Qué ver en Nueva Zelanda: Los 10 imprescindibles



Cuando un Peter Jackson adolescente leyó por primera vez El Señor de los Anillos, supo que algún día llevaría el cine al mundo y los personajes que le habían maravillado para siempre. En su imaginación, los parajes de la Tierra Media de los que hablaba Tolkien en su mítica obra se parecían a los que le ofrecía su país, Nueva Zelanda.Y es que Nueva Zelanda es uno de los países más completos y bellos de la Tierra

Montañas, ríos, volcanes, océano, praderas, fiordos, glaciares, playas solitarias, granjas, etc. Si eres un amante de la naturaleza este país puede atraparte para siempre.Es difícil elegir entre tantos atractivos pero en Rumbo hemos creado, subjetivamente, una lista de las 10 mejores cosas que hacer o ver en Nueva Zelanda.

1.-Visitar Auckland

Auckland, situada en la isla norte, llamada la ciudad de los veleros.

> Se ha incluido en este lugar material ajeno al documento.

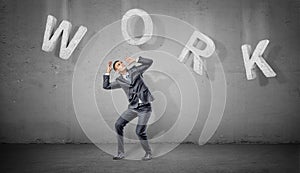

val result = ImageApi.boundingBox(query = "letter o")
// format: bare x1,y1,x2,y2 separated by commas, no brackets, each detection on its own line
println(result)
121,9,153,45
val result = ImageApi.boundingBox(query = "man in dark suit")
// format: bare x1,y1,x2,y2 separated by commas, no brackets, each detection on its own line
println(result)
103,56,154,160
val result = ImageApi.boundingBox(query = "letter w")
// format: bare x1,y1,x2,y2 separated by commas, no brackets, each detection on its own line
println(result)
42,15,87,60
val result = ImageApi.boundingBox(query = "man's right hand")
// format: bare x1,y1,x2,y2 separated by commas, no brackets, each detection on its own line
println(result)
106,61,112,73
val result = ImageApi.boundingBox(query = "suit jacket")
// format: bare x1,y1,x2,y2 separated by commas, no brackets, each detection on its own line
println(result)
103,56,154,108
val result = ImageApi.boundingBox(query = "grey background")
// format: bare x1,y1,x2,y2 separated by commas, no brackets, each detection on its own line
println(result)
0,0,300,143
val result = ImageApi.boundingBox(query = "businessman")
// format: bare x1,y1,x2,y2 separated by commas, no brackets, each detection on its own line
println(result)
103,56,154,160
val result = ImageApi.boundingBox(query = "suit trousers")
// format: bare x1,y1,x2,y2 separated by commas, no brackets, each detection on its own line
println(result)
115,104,152,154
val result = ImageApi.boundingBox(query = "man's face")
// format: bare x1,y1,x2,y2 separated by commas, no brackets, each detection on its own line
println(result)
115,61,126,72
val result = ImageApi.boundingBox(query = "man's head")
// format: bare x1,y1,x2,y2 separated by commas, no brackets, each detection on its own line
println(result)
113,60,126,72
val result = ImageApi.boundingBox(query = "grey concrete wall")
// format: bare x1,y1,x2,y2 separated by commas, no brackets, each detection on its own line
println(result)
0,0,300,143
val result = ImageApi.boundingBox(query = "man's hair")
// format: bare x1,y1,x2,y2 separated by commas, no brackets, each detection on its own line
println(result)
113,60,120,71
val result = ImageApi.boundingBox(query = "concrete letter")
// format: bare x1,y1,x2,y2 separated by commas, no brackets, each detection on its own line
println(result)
121,9,153,45
241,40,276,80
178,31,215,75
42,15,87,60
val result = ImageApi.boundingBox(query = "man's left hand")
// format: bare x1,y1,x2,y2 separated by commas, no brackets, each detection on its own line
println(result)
125,57,135,65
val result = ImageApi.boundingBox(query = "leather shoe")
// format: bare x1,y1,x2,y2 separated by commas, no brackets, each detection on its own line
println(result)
142,153,152,160
113,153,125,160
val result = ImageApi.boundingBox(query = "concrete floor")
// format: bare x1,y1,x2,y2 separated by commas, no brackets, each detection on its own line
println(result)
0,144,300,173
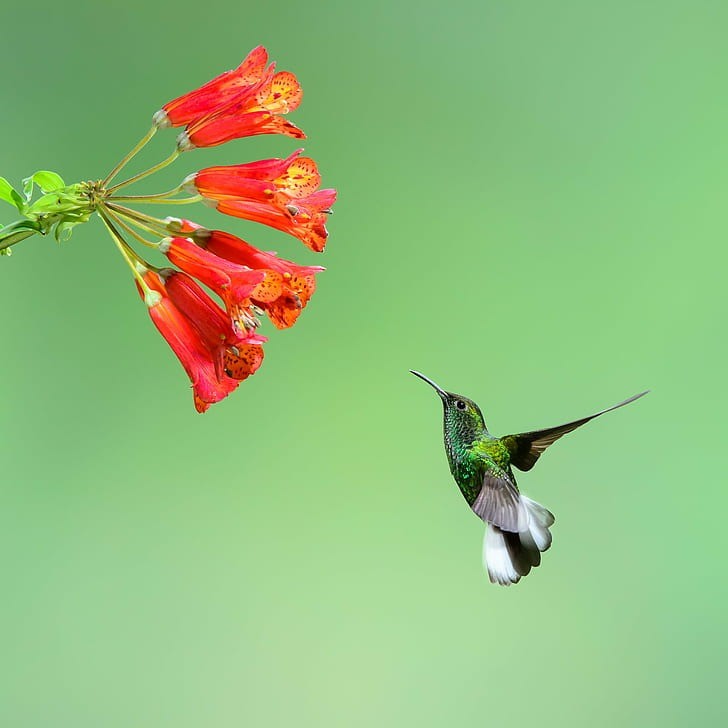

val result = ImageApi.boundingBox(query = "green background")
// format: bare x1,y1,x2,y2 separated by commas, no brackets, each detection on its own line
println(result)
0,0,728,728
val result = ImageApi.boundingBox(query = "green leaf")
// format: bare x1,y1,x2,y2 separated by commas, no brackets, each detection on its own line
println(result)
0,177,25,212
31,170,66,192
53,218,86,243
0,220,43,255
23,176,33,202
26,191,79,216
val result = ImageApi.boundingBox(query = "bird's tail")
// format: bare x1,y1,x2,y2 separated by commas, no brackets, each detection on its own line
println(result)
483,495,554,586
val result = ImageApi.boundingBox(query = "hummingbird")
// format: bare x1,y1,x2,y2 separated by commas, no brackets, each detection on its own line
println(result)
410,369,647,586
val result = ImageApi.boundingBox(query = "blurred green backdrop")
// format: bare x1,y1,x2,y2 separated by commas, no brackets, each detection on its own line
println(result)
0,0,728,728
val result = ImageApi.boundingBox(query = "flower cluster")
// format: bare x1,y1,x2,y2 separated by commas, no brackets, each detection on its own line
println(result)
0,46,336,412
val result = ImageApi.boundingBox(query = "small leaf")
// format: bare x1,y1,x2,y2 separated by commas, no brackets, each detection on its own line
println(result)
53,219,86,243
32,170,66,192
0,220,43,255
23,176,33,202
26,191,79,216
0,177,25,212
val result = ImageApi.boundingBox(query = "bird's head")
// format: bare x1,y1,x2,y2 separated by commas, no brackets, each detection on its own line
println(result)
410,369,487,444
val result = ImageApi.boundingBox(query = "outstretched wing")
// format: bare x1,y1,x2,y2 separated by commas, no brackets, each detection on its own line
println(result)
501,392,647,470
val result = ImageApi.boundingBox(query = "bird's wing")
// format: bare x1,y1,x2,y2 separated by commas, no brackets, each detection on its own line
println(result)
501,392,647,470
470,455,519,532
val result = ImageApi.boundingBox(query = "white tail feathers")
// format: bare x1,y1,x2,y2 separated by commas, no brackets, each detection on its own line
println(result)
483,495,554,586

Suele ser el punto de entrada para la mayoría de viajeros a Nueva Zelanda. Auckland no es una ciudad al estilo europeo, con sus monumentos, centros históricos centenarios y demás. No. Auckland es moderna, cosmopolita y vibrante. Sus calles están llenas de brasileños, argentinos, coreanos, indios, australianos, griegos, mejicanos… E incluso algún neozelandés.

Disfruta de la gran cantidad de restaurantes y bares variados, pasea por el muelle del puerto, sube a la Sky Tower o visita los viñedos de las afueras.Una ciudad fácil de vivir y donde divertirte sólo depende de ti.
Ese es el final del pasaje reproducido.